Math at Advent
Math at Advent is approached as both a creative exploration and a structured discipline. Grounded in the belief that children are natural problem-solvers and meaning-makers, our math curriculum integrates the rigor of Everyday Mathematics, developed by the University of Chicago, with the Reggio Emilia Approach of inquiry, collaboration, and hands-on discovery.
The Everyday Mathematics program provides a comprehensive framework that builds strong number sense, computational fluency, and conceptual understanding across all grade levels. Concepts such as place value, geometry, measurement, fractions, and data are introduced early and revisited regularly in a spiraling sequence, ensuring that children develop deep mastery over time.
Problem-solving and real-world applications are central, encouraging students to see mathematics as both a language and a tool for interpreting and engaging with the world around them. Math learning is project-based, collaborative, and visible. Students are invited to represent their thinking through drawings, manipulatives, models, and dialogue, making their reasoning explicit and open for reflection.

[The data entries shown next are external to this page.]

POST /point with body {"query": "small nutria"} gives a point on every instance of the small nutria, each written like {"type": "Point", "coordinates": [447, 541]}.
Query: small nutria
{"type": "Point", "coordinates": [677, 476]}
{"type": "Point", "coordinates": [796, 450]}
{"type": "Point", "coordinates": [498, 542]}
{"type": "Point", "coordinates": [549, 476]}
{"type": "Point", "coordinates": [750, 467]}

Teachers act as facilitators and guides, carefully observing student strategies and posing questions that increase complexity and critical thinking. Group investigations and individual explorations often emerge from classroom projects, allowing mathematics to connect authentically with children’s interests and experiences.
This approach nurtures not only mathematical proficiency but also confidence, creativity, and joy in working and thinking with numbers. By weaving together the structured progression of Everyday Mathematics with the open-ended inquiry of the Reggio Emilia Approach, we cultivate learners who appreciate the beauty of math and see it as both logical and imaginative—a discipline to explore, understand, and enjoy.
What is “spiraling” in math?
One of the key features of the Everyday Mathematics program is its spiraling approach to teaching. Instead of covering a math topic once and moving on, concepts are introduced in small steps, revisited many times throughout the year, and built upon with increasing complexity.
For example, students might be introduced to fractions early in the year, return to them later when comparing or adding fractions, and encounter them again when learning about decimals and percentages. This repeated exposure helps students strengthen their understanding and master concepts over time.
Spiraling also mirrors how children naturally learn—by practicing skills in different situations and connecting new ideas to what they already know. Over time, this approach builds a stronger, more flexible foundation in math.
From the Classroom
How Advent students use math to engage with and interpret our world
Fifth and sixth grade students researched past Newbery Award winners, focusing on the races, genders, and religions of the authors. They collected data and organized it into categories, then converted the information into percentages to better understand representation and diversity over time. Using these percentages, students created clear and colorful pie charts in Canva to visually display their findings, and compared it to data on gender, race, and religion in the Commonwealth of Massachusetts.
This project gave the students practice and conceptual understanding around ratios, data, and proportions, while sharpening core computation skills. By graphing with social awareness, students were encouraged to see and think about how mathematics can help analyze real-world issues such as equity, diversity, and inclusion in literature and publishing.